Mas o problema da falta de água não desapareceu, por mais que as atuais cotas das barragens sugiram o contrário. A tendência, como o demonstram inúmeros estudos e projeções, será de agravamento no futuro, em especial no sul do país.
Pior: aqui ao lado, temos um vizinho com problemas semelhantes, cujo novo Plano Hidrológico da Bacia do Tejo deverá acentuar a tendência para cortar os volumes de água transferidos para o nosso país. Chegou a ser noticiado um possível corte de 40% a partir de 2027, valor que o governo português já veio negar, embora sem apresentar outros números ou projeções. O que sabemos, com uma boa dose de segurança, é que a situação do caudal do principal rio nacional irá degradar-se no futuro.
Perante este cenário, na semana passada, o ministro do Ambiente e da Ação Climática foi à Assembleia da República falar da estratégia do governo para a água. Falou sobretudo de barragens. Mas também de centrais de dessalinização. Confirmando o projeto para uma central no Alentejo, aparentemente dedicada apenas à utilização para a agricultura, e o aumento da capacidade da prometida central do Algarve.
Estas, sim, eram notícias que pareciam apontar na direção certa. Porque a dessalinização é uma alternativa clara, num país com a nossa linha costeira, e até a nossa capacidade e conhecimentos científicos em temas relacionados com o mar. Porque a valorização dos recursos hídricos e marinhos é uma componente importante do Pacto Ecológico Europeu. E porque projetos desta ordem são elegíveis para diversos programas e linhas de financiamento comunitários.
Mas o ministro logo se encarregou de baixar as expectativas. "A instalação deste tipo de equipamentos", afirmou, "estará sempre longe de copiar a solução espanhola, que já tem instaladas cerca de 700 centrais dessalinizadoras. Para nós serão apenas respostas muito concretas e pontuais".
Não está em causa passarmos de imediato para a massificação desta tecnologia. Até porque, como o próprio grupo parlamentar do PSD lembrou, num projeto de resolução recentemente entregue na Assembleia da República, a produção de água por esta via, embora com "muitas vantagens", também pode trazer custos acrescidos, tanto de produção como sobre o consumidor final, não dispensando "processos de decisão, planeamento e participação pública feitos com competência e transparência".
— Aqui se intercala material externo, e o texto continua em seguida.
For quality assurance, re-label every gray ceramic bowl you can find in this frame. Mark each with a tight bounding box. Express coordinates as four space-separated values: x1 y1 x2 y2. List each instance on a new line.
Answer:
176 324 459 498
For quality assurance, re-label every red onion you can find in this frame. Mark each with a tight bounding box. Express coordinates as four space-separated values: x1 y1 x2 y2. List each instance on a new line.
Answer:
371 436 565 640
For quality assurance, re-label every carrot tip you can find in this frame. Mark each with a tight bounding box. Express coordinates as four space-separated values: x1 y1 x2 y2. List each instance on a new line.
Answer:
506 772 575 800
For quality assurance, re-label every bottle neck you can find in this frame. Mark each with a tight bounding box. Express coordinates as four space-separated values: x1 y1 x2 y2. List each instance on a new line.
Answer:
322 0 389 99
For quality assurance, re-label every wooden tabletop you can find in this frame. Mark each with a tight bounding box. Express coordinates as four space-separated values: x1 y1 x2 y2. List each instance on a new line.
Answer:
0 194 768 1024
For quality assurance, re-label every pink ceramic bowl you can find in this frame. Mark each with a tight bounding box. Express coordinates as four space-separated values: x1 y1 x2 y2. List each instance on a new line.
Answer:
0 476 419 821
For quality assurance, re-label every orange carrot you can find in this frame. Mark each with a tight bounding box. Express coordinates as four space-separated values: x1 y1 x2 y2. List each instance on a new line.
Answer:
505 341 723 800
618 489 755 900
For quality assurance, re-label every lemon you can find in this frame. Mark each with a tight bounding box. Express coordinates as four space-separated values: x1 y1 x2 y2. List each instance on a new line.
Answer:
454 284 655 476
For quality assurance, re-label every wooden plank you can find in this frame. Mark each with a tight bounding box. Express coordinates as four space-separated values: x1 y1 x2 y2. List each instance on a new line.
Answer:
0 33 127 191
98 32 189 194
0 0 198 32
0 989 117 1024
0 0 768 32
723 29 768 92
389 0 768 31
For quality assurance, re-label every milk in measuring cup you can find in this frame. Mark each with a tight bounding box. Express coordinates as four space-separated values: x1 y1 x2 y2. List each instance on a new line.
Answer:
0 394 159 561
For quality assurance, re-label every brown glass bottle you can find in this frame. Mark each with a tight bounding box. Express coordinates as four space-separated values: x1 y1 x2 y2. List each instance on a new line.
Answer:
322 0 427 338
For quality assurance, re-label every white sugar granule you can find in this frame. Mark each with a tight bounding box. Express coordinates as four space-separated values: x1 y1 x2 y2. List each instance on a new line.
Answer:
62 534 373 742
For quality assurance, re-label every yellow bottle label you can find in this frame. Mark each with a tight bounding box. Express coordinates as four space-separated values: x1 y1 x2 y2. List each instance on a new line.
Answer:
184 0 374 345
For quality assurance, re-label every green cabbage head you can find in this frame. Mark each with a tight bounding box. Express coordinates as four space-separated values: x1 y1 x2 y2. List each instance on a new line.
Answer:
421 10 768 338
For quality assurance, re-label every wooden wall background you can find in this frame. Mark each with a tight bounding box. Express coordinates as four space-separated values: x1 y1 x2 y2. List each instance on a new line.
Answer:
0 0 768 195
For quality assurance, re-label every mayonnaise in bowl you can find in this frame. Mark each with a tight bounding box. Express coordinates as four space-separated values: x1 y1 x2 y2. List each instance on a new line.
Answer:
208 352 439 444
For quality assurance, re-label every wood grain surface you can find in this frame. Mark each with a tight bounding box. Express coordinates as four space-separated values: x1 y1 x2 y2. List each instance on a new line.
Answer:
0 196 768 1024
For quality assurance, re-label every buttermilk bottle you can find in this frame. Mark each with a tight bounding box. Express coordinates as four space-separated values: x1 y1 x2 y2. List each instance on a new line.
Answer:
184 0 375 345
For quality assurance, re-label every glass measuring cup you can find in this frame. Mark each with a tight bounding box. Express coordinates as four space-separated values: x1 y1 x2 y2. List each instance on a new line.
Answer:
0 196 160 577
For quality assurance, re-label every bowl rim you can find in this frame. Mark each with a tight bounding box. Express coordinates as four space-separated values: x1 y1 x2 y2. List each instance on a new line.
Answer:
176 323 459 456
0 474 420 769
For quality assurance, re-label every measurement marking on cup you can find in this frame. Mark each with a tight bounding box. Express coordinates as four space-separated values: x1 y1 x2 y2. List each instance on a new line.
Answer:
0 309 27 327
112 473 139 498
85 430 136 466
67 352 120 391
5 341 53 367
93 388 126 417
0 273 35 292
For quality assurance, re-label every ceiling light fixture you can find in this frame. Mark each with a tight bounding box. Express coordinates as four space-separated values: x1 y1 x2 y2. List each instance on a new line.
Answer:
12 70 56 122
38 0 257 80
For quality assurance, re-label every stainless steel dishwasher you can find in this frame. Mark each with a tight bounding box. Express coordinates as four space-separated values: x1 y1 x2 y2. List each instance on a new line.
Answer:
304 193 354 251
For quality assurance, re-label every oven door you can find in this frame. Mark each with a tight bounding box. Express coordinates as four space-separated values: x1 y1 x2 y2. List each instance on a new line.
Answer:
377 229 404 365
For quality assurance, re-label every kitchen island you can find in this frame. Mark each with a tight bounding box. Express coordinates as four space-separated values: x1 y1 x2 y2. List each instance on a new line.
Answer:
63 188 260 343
As próprias recomendações europeias sobre a dessalinização vão no sentido de haver uma criteriosa avaliação dos projetos, até pelos elevados custos associados em termos de consumo de eletricidade.
Mas nada disto equivale a dizer que o uso do enorme potencial da dessalinização deve ser reduzido a casos pontuais e muito específicos. Pelo contrário: temos de começar a trabalhar já, de forma sistemática e consistente, para que possamos dispor desta tecnologia quando, inevitavelmente, desta viermos a precisar em maior escala. Contemplando a nossa capacidade instalada ao nível das energias renováveis, que pode ajudar a baixar a fatura energética. E trabalhando com as nossas autarquias, universidades, centros de investigação e empresas. No fundo, replicando o que os nossos vizinhos espanhóis vêm fazendo desde a década de 1960.
O que não podemos fazer, mas infelizmente parece ser a nossa atual política para a água, é agir a conta-gotas, em função das circunstâncias do momento, e ignorando olimpicamente os sinais de alerta que se vão recebendo.